Increasingly sordid tales continue to appear in the news.

A personal favourite is Sheen allegedly writing a "pornquaintance" (a neologism invented just for him) a $30,000 cheque during last week's binge as an incentive to join the exciting "porn family" he wants to create.

Another porn star, 22-year-old Kacey Jordan, described her evening in Sheen's rented mansion on video for TMZ, the gossip site that is the most dedicated follower of Good Time Charlie (yet another of his dreadfully unoriginal nicknames).

He was "wasted out of his mind," Jordan said (more colourfully than I can repeat here). She added that Sheen had said there was no blond member of the porn family yet, so perhaps she could fill that slot, and she matched him drink for drink for a while. Then, according to her, a messenger arrived with a satchel filled with fist-sized chunks of cocaine.

Jordan then had an "anxiety attack" and left. She has since expressed her concern about Sheen and says she worries that the Two and a Half Men star's "binges" could prove fatal. "I hope he is well," she has stated. "I just hope he gets better."

Actress Lindsay Lohan has also reached out, saying that she is worried about Sheen, whom she believes to be in the middle of a "life-or-death situation."

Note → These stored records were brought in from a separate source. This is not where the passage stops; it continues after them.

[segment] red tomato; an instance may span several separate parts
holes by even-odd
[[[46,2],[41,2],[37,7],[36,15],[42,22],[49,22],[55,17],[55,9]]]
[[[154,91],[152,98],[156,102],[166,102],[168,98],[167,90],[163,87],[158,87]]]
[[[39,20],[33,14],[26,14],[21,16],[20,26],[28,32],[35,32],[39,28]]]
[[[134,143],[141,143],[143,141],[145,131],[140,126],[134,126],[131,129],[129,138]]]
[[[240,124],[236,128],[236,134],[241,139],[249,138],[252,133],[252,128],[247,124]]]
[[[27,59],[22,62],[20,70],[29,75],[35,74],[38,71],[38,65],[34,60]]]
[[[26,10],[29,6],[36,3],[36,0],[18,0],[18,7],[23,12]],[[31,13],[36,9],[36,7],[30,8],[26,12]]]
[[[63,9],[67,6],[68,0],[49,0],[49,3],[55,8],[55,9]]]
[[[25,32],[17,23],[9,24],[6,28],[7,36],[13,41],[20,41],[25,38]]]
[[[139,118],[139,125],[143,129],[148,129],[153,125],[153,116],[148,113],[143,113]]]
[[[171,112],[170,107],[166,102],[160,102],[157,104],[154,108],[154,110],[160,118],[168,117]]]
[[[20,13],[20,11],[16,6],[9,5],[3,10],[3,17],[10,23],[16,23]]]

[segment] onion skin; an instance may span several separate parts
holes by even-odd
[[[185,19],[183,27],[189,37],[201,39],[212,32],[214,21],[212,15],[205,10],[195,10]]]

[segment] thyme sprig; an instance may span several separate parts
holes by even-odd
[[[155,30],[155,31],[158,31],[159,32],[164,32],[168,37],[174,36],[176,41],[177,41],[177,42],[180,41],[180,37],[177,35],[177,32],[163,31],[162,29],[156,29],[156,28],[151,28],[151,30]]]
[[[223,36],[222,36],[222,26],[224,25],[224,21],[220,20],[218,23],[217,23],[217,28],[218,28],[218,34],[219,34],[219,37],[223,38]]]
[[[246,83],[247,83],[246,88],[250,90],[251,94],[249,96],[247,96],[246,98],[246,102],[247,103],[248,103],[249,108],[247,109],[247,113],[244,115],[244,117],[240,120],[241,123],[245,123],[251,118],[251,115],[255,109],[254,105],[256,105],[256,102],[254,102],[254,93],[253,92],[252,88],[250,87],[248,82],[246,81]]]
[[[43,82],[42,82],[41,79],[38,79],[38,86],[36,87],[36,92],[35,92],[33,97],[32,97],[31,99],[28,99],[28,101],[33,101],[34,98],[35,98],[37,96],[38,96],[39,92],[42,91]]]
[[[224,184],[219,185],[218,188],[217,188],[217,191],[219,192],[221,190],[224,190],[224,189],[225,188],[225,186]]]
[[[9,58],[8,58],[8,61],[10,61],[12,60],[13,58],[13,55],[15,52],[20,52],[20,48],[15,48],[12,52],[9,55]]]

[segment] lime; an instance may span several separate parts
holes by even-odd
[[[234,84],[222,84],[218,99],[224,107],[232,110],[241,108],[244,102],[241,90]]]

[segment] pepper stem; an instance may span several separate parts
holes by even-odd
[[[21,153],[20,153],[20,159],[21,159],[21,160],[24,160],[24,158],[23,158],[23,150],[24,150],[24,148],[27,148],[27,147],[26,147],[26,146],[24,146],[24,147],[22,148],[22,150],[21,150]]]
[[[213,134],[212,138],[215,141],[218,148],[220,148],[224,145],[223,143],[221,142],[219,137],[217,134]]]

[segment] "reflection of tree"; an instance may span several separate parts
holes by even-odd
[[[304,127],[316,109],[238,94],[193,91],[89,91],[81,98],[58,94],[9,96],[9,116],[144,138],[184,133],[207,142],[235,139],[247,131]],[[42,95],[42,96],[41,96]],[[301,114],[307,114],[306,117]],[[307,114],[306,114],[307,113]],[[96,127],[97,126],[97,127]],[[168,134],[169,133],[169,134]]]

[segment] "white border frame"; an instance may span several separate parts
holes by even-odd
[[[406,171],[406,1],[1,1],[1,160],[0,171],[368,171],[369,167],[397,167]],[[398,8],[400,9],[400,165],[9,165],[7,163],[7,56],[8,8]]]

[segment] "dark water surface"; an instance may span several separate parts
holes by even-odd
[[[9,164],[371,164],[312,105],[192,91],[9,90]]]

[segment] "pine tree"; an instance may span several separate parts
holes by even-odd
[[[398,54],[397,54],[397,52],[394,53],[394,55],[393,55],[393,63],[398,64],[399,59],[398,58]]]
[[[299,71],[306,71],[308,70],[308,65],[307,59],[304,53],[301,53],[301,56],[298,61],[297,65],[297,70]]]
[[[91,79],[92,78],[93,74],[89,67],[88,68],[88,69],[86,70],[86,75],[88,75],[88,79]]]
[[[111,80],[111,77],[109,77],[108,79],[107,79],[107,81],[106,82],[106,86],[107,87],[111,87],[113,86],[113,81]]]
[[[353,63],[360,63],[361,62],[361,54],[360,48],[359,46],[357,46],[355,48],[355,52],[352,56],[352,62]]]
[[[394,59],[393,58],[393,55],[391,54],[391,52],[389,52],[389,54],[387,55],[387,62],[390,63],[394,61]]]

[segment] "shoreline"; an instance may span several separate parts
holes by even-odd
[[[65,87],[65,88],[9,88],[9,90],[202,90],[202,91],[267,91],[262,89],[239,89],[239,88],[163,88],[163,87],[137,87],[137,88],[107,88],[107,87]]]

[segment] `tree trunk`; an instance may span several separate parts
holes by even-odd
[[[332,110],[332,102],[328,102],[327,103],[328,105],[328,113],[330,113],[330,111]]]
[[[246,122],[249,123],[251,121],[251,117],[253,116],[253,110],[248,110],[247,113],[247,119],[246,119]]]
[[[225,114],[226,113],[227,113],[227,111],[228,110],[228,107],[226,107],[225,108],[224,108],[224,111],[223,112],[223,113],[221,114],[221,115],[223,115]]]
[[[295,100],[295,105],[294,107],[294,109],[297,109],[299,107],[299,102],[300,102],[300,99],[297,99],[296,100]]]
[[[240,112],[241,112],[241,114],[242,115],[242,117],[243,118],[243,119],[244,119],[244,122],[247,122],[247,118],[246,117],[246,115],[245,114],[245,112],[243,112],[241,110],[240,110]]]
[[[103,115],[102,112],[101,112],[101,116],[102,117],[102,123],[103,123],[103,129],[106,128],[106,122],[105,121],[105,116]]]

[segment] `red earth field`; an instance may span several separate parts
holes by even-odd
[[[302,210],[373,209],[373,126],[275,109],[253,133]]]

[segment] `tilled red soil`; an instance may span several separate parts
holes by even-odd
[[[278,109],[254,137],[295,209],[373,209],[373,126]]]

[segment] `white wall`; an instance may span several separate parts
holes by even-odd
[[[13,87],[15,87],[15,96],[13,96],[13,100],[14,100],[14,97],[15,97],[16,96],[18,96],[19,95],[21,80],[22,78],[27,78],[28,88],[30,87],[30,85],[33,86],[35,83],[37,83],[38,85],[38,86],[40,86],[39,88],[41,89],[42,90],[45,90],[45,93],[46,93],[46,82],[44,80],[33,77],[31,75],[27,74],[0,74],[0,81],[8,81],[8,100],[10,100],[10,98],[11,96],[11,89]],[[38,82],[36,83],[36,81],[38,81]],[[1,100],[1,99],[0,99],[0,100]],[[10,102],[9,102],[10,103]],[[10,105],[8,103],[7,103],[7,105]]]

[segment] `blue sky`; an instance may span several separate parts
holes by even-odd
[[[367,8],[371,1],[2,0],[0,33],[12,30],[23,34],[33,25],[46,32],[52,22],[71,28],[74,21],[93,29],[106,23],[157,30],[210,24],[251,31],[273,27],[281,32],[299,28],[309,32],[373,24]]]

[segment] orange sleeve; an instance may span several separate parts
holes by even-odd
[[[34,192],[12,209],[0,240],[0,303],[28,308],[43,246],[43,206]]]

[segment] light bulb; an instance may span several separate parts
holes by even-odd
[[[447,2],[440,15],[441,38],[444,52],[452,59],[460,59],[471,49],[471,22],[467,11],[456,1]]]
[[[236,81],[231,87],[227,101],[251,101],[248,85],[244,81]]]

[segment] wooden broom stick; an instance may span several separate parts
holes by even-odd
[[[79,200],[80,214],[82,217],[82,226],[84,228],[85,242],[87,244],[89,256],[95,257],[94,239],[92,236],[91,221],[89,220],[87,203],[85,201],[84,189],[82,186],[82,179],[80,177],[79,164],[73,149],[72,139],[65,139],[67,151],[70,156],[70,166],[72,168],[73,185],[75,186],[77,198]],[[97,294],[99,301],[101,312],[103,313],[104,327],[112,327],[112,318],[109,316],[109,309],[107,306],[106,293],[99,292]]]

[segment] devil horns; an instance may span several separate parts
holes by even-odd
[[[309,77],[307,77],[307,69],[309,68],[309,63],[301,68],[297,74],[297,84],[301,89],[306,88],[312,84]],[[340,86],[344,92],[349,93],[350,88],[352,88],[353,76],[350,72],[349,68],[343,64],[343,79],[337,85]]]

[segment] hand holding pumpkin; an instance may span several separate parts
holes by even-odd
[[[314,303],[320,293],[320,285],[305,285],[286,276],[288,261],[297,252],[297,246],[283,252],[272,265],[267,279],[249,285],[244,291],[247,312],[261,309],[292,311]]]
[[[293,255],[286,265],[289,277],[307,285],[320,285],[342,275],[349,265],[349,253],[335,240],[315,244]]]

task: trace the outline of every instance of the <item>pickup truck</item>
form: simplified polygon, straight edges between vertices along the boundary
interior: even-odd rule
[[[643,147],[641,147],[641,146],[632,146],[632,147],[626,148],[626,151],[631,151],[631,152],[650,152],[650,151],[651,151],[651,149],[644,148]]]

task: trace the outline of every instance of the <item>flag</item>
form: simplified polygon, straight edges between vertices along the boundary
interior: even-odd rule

If Amy Winehouse chimed in with a public statement, you'd have a rock-bottom Trifecta of concern.

(Imagine actor/sizzling mess Andy Dick being worried about someone else's public conduct; imagine being advised to diet by Kevin James playing Paul Blart: Mall Cop, and there you have it: Charlie Sheen's condition.

Sheen is said to boast, "Men like me don't die!"

Is he daring his relentless good fortune to abandon ship?

On one level, he is right. As Hemingway once observed, death is in "no special hurry" to seize those who are not "very good," "gentle" and "brave."

In spite of the insouciant way in which he describes his antics as harmless, great times, Sheen has been accused on numerous occasions of assaulting women. The loveable scoundrel he continues to reference is his television alter ego, Charlie Harper, who truly succeeds through excess; whose charm and rakishness go hand in hand. But Sheen's own life looks much darker than Harper's at this point.

And, more to the point, Sheen cannot continue to have his version of a good time and do his job. Two and a Half Men is on hiatus right now, and it's rumoured its producers are horrified by FrankenSheen.

Recent, disquieting episodes read like surreal tiptoeing around Sheen's ego and hangover. The last episode he appeared in featured an ashen and gaunt version of the perpetually boyish actor. Jon Cryer, who plays Sheen's long-suffering brother in the sitcom, is looking genuinely handsome in comparison. On a recent appearance on Conan, he was smooth and funny while describing, without malice, having to check TMZ to see if he was working on any given day.

Cryer recounted how "two!" of Sheen's cars have been stolen and driven off cliffs, with some admiration.

If Sheen had not veered too far into axiomatically repugnant behaviours, his perpetual nonchalance about work and play would be cool; he would be a one-man revival of the Rat Pack. He would be a big-league gasser, possessing all of the attributes outlined in The Art of Manliness website.

But Sinatra was an artist, above all, one whose late nights were more often devoted to pounding a vocal phrase until it came to life than sitting in a darkened theatre watching porn and clutching a "little green pipe," as Jordan described Sheen's constant companion at the party.

What has been leaked about Sheen's private life reeks not so much of Hugh Hefner (he runs that mansion like Patton!), but Howard Hughes - consider Sheen's seditious obsession with 9/11; his reclusive tendencies and the "porn family" - which sounds like a sexy version of Hughes's insane monster airship, the "Spruce Goose."

Does Sheen's fundamentalist-Mormon-meets-Vegas dream of a "porn family" reflect a lonely man's desires, or the perverse immoderation of an overpaid glutton? Does it sound like the dream of a person who is "fine"?

I hope he gets better. And I pray, for his children's sake, that his last publicity shot isn't taken (as was actor/comic Chris Farley's) by a greedy hooker with TMZ's editors on speed dial.